The University will be switching student health insurance providers next year, the Student Health Insurance Review Committee (SHIRC) announced last week. The move will lower overall costs for students, although the change will not be as broad as SHIRC had initially hoped.
Since 1999, students without preexisting healthcare coverage have bought a co-insurance plan from Chickering Aetna. Under that plan, students last year paid a set premium—or upfront cost—each quarter, the first $200 of each medical bill, and 20 percent of the remaining bill. After a student has paid a total of $1,700 in medical fees incurred from this 20 percent charge, Chickering covers all other costs for the rest of the year.
Under the University’s new provider, Student Resources, a member of the United Healthcare network, student premiums will increase four percent, but students will only pay 10 percent of remaining costs.
According to Associate Dean of Students in the University for Student Health and Administrative Affairs Celia Bergman, who sits on SHIRC, the committee was prompted to switch providers after Chickering presented them with a 30 percent increase in premium costs with no change in coverage.
“Chickering expects that 80 percent of premiums will go towards paying medical claims, and the other 20 percent is retained for themselves,” Bergman said. “We’ve only seen 65 to 70 percent used for claims. They’ve been making a lot of money off of our account.”
According to Bergman, last year SHIRC also considered dropping Chickering, but were offered an 11th hour bid for a one percent increase. This year, the best package Chickering offered was a 15 percent increase.
SHIRC is made up of eight administrators, three College students, three doctoral students, and a masters student.
Fourth-year and SHIRC member Dan Kimerling said that the committee began requesting bids soon after hearing from Chickering in February, and that Student Resources was the most competitive alternative.

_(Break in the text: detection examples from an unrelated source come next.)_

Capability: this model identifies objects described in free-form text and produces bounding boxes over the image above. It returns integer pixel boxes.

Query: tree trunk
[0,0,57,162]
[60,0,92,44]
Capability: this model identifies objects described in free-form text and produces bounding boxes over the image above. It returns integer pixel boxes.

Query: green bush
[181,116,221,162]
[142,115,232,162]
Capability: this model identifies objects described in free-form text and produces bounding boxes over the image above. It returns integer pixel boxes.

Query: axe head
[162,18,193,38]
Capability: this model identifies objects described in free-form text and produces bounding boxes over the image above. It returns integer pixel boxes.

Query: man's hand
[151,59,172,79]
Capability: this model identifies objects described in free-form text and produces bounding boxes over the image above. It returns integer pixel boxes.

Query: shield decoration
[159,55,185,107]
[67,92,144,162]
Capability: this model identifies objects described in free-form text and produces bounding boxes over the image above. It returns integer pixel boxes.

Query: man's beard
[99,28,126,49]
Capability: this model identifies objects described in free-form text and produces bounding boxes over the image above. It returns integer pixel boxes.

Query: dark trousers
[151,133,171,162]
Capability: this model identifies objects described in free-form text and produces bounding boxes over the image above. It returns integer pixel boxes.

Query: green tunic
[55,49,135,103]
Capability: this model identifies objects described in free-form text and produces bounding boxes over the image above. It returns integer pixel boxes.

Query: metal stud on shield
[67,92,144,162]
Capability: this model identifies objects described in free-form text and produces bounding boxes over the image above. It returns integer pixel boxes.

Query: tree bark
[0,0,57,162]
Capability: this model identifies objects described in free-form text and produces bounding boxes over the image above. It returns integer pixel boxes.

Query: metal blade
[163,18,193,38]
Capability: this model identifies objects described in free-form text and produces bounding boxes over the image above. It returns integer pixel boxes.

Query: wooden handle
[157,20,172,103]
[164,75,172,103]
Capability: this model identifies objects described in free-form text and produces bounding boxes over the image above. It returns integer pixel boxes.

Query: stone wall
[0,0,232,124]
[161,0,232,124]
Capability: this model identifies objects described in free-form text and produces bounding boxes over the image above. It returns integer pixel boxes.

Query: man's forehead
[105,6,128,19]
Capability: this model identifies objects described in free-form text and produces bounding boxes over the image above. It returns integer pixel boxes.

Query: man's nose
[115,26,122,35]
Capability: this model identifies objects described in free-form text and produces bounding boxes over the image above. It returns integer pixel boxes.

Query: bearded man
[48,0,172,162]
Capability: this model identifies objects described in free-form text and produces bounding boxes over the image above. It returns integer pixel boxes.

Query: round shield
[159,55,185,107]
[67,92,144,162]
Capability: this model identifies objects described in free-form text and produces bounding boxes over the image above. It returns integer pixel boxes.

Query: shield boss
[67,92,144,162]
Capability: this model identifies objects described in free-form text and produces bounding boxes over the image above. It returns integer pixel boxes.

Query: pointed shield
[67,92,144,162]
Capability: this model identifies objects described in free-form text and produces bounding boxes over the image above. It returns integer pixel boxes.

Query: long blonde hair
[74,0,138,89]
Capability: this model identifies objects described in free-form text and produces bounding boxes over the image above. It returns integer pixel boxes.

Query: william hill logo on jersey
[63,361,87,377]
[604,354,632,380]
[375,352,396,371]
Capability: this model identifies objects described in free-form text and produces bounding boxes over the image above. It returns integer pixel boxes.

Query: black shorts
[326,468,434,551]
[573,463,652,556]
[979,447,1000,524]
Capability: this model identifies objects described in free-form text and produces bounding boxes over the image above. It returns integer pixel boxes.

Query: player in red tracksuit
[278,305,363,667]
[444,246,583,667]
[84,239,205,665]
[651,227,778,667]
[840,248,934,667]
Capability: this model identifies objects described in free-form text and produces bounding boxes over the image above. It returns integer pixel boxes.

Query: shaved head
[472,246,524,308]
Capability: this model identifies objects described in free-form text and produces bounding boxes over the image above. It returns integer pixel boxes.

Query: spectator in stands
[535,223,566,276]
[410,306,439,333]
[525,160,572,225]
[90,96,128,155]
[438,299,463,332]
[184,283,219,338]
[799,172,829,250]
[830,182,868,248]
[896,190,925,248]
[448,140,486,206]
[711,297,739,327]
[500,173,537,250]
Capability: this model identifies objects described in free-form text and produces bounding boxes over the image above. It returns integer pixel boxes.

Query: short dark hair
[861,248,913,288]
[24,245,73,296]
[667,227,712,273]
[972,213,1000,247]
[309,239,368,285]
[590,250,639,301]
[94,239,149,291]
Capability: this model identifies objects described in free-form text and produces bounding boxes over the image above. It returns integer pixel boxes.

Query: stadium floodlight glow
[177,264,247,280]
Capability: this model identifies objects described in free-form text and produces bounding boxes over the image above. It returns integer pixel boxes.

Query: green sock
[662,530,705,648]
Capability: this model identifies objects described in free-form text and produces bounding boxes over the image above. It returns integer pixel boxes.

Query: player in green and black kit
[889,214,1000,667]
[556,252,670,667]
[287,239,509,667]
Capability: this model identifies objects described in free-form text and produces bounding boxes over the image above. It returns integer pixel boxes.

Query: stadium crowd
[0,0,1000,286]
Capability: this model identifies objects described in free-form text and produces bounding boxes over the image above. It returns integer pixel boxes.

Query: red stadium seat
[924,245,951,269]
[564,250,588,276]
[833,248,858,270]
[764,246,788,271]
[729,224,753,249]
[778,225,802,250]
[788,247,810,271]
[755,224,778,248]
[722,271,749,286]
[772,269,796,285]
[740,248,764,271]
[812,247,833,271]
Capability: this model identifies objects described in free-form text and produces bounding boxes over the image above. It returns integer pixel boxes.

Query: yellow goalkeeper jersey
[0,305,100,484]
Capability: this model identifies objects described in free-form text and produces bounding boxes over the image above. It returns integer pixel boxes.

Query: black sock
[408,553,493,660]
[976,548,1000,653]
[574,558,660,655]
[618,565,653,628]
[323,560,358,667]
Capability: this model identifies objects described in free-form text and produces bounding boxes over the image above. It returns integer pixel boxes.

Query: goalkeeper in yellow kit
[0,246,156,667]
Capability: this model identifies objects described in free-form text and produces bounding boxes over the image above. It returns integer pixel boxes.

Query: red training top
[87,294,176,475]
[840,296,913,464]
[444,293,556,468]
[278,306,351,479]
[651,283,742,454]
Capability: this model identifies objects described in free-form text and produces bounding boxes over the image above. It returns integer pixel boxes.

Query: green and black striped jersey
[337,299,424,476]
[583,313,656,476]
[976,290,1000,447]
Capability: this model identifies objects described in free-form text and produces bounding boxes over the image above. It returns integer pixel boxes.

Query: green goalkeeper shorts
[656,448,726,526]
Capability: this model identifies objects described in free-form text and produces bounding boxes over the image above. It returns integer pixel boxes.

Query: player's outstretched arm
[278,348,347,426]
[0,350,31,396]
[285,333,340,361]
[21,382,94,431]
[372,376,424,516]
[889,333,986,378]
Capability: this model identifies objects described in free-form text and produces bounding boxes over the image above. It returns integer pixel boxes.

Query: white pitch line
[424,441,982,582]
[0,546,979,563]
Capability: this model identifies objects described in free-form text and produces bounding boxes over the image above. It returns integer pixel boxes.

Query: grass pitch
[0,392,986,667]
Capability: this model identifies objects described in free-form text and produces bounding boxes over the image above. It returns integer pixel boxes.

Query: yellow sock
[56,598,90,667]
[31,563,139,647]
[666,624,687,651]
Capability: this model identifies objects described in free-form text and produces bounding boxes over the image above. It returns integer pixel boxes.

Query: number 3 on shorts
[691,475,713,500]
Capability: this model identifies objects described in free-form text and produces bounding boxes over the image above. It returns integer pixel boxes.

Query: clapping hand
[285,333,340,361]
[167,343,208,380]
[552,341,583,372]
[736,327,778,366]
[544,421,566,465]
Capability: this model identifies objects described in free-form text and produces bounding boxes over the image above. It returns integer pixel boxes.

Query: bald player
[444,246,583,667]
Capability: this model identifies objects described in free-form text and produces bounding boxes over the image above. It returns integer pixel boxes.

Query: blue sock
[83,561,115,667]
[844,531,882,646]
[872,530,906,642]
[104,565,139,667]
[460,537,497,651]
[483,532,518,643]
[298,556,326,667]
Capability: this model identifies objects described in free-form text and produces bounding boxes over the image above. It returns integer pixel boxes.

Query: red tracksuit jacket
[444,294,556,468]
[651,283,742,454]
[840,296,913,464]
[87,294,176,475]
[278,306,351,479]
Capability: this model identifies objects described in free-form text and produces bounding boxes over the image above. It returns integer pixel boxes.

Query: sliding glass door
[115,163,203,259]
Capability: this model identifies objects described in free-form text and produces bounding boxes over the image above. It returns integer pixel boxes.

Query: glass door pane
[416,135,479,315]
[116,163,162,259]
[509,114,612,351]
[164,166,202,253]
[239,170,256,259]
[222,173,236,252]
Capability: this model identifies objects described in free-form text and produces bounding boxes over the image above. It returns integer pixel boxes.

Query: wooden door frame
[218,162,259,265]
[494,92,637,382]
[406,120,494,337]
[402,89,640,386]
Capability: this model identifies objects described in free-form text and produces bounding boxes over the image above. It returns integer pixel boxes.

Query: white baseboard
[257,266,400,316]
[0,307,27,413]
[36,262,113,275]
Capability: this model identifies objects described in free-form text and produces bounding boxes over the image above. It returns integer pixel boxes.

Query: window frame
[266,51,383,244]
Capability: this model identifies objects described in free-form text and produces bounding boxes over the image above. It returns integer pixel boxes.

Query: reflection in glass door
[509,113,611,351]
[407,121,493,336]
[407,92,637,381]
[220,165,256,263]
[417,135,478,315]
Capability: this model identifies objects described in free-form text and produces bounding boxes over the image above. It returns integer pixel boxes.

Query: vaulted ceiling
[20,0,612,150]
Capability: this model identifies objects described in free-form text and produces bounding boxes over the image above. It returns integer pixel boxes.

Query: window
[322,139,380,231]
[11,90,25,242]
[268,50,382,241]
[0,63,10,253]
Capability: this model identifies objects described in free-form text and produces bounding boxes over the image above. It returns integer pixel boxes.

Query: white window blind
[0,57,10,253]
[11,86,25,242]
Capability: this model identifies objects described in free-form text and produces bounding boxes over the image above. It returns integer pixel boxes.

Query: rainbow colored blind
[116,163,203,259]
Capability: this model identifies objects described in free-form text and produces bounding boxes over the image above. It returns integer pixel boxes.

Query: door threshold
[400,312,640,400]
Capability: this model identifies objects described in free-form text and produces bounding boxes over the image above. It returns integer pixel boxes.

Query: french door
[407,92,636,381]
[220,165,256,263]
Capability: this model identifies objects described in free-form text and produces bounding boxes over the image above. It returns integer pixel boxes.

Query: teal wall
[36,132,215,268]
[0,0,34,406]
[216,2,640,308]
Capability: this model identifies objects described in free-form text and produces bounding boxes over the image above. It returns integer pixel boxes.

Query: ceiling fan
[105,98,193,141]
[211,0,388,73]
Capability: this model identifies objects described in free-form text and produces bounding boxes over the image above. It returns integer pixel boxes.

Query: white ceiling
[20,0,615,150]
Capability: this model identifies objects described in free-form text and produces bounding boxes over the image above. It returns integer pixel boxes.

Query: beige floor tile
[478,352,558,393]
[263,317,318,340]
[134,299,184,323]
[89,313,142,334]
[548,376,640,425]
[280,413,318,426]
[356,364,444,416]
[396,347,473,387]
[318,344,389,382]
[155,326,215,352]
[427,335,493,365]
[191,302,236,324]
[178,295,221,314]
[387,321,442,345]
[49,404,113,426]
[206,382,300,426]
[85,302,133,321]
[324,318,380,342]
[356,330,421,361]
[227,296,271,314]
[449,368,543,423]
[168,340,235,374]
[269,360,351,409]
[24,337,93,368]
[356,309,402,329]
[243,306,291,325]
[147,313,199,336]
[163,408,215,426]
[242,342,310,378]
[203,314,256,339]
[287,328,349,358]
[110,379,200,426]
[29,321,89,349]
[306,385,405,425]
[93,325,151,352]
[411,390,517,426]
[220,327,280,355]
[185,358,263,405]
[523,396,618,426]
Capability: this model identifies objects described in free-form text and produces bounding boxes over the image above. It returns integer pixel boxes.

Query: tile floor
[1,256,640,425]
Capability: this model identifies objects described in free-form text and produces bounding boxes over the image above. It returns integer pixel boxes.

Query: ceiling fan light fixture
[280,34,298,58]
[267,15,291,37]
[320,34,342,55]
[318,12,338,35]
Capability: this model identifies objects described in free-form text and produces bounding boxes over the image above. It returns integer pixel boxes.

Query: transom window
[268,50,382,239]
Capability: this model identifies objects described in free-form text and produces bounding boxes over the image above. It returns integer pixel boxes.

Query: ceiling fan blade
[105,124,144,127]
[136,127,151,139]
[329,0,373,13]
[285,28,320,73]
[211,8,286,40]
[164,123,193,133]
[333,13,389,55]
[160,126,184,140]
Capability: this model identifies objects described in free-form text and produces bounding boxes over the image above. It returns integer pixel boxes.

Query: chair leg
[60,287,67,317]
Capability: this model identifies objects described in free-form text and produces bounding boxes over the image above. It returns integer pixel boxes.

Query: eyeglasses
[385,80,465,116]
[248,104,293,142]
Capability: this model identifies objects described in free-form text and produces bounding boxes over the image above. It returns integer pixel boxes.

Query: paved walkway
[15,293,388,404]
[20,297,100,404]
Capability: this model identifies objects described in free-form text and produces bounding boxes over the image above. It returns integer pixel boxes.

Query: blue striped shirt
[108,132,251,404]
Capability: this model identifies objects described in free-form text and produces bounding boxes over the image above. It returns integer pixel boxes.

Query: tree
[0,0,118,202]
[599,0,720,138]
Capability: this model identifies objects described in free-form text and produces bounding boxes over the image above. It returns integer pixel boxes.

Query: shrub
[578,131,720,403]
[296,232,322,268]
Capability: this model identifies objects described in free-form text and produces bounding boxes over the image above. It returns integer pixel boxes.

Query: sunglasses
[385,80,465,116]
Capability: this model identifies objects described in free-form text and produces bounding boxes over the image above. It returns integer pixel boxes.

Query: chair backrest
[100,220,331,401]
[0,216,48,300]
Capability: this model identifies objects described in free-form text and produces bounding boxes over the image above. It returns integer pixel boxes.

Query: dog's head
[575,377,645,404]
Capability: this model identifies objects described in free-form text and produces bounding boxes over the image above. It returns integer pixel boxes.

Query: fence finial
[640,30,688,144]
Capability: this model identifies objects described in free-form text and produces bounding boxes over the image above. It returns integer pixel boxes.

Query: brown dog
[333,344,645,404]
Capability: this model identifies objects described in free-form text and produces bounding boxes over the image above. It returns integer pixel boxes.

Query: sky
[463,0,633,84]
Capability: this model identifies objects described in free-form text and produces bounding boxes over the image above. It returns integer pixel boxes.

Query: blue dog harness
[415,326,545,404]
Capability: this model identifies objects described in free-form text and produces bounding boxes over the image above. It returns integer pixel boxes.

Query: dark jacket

“Given inflation, four percent is pretty reasonable,” he said. “And [Student Resources] already has a strong relationship with University hospitals, which leads to larger discounts.”
Bergman praised Student Resources capabilities to lower overall costs for students.
“United has already negotiated discounts at the Medical Center, so doctors’ bills won’t be as high from the start, so student costs won’t be as high. Chickering doesn’t have those discounts,” Bergman said.
While the move is expected to bring lower costs than the current system, members of SHIRC had hoped for a more drastic change. Members said that from the start, the committee was eager to switch not only providers, but to change the structure of the plan from co-insurance to co-pay.
In co-pay plans, students pay higher premiums at the beginning of each year, but instead of paying percentages of bills, they pay set fees—$25 for X-rays, for example.
“Student Resources offered us a co-insurance plan first, and we asked them to price out a co-pay structure,” Bergman said. She added that with the co-pay structure students would pay over nine percent more than under Student Resources’ co-insurance plan—almost $200.
Despite being more expensive than co-insurance plans, co-pay plans were favored by the committee because of their standardized fees.
“It helps students plan better and will hopefully incentivize them to plan and get the health care that they need,” Bergman said.
SHIRC member and graduate student Yelena Koldobskaya was a staunch supporter of moving to a co-pay system. She said that she knows several students that forgo some treatments because of the uncertainty of the cost, which prompted her to push for the change.
“It was long overdue,” she said. “You don’t know what you’ll end up paying [with co-insurance]. Everyone on SHIRC was for it.”
According to Bergman, SHIRC recommended a co-pay plan from Student Resources to Vice President and Dean of Students Kim Goff-Crews, who had the final say on the decision two weeks ago.
Goff-Crews rejected the co-play plan over SHIRC’s recommendation but approved the decision to switch to Student Resources.
“In general, I never have huge changes without broad conversations,” Goff-Crews said. “It makes sense to do it, though. Conceptually, it’s great.”
Goff-Crews added that one of the main reasons she decided to hold off on a decision on co-pay plans was that the increased premiums would affect College and masters students more than graduate students, since graduate student premiums will be paid by the University for their first five years, and that she wanted adequate feedback from those groups.
Koldobskaya, who is in her fifth year, took issue with Goff-Crews’s decision.
“I’m not saying that the plan was perfect, but I think it was better than what we had,” she said. “If [the administration] is so concerned about the extra $200, why aren’t they concerned about the extra $2,000 in tuition? They just need to rebuild the whole system.”
In response to an e-mail sent to her by Koldobskaya, Goff-Crews said, “While [some students] may not be concerned by paying an extra $200, many students will be.”
Goff-Crews said in an interview that she will be examining the issue in the fall and hopes to come to a decision in time for changes to take place for the 2009–2010 academic year.
“It’s not that it’s not going to happen; it’s just not going to happen in ’08–’09,” Bergman said.